The expression of microRNA‑206 (miR‑206) is aberrantly induced in steroid‑induced avascular necrosis of femoral head (SANFH). Therefore, investigating the function of miR‑206 in SANFH and uncovering the functional mechanism associated with the condition will promote the understanding and treatment of the disease. The purpose of the present study was to investigate the pro‑osteoclasteogenic effect of miR‑206 that occurs through regulation of programmed cell death 4 (PDCD4).

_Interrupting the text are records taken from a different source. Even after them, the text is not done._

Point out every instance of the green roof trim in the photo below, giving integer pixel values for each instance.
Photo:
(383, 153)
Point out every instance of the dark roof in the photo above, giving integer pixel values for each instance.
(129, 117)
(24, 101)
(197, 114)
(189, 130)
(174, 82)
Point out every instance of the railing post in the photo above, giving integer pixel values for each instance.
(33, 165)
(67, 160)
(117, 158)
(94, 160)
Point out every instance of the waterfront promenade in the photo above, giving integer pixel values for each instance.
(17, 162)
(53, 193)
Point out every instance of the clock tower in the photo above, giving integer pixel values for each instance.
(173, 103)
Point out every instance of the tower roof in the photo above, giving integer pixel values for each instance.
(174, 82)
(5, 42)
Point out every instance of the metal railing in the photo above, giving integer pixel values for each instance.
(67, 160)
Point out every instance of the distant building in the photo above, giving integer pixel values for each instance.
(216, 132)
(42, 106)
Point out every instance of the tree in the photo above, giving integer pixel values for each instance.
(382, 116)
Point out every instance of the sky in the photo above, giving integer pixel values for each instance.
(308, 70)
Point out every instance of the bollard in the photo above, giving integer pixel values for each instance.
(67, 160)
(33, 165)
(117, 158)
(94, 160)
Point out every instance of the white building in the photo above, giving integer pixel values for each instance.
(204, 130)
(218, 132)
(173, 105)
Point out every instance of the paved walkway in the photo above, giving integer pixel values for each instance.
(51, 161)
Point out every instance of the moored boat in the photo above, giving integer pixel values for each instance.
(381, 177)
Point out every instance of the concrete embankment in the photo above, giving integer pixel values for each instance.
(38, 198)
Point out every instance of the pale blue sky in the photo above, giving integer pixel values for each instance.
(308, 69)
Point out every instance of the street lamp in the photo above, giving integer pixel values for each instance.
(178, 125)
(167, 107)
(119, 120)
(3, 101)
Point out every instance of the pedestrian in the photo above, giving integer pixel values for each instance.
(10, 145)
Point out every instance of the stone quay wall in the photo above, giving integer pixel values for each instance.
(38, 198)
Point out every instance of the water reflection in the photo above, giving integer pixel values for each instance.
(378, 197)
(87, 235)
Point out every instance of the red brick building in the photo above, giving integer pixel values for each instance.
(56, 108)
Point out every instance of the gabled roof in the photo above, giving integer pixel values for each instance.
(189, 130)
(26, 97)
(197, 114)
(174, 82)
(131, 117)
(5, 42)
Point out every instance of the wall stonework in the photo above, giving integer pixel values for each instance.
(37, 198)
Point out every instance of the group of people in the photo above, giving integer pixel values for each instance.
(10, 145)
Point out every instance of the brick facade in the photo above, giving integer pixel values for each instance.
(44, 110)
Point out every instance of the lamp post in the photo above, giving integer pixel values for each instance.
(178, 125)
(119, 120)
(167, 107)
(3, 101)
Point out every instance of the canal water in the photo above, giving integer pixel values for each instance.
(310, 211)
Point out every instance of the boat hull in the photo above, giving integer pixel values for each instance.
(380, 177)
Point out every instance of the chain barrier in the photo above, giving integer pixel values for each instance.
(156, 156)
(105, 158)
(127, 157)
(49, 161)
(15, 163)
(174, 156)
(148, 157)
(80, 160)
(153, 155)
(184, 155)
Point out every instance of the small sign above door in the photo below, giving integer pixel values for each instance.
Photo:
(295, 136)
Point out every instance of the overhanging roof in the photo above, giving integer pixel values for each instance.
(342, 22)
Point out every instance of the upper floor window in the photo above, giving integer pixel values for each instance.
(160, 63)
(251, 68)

The expression of miR‑206 and PDCD4 was analyzed in the clinical SANFH specimens. The level of miR‑206 and PDCD4 was regulated in human osteoblast lineage hFOB1.19 and the effect of different treatments on cell viability, proliferation, apoptosis and differentiation potential of osteoblasts were analyzed with a Cell Counting kit‑8, 5‑ethynyl‑2'‑deoxyuridine staining, flow cytometry and Hoechst staining. The expression of miR‑206 was upregulated while PDCD4 was downregulated in the SANFH specimens. Induced expression of miR‑206 decreased cell viability and proliferation, while apoptosis was induced. At the molecular level, overexpression of miR‑206 inhibited the expression of PDCD4, alkaline phosphatase (ALP) and B‑cell lymphoma 2 (Bcl‑2), and increased the expression of apoptosis regulator Bcl2‑X‑associated protein (Bax). Inhibiting the expression of miR‑206 increased cell viability and proliferation but had no effect on cell apoptosis, as detected by flow cytometry and Hoechst staining. However, at the molecular level, inhibiting the expression of miR‑206 induced expression of PDCD4, ALP and Bcl‑2, while it decreased the expression of Bax. Additionally, knockdown of PDCD4 blocked the effect of miR‑206 inhibition on hFOB1.19 cells, representing a PDCD4‑dependent manner of miR‑206 in inducing apoptosis of osteoblasts. Therefore, miR‑206 promoted the onset of SANFH by inducing apoptosis and suppressed the proliferation of osteoblasts, which was dependent on the inhibition of PDCD4.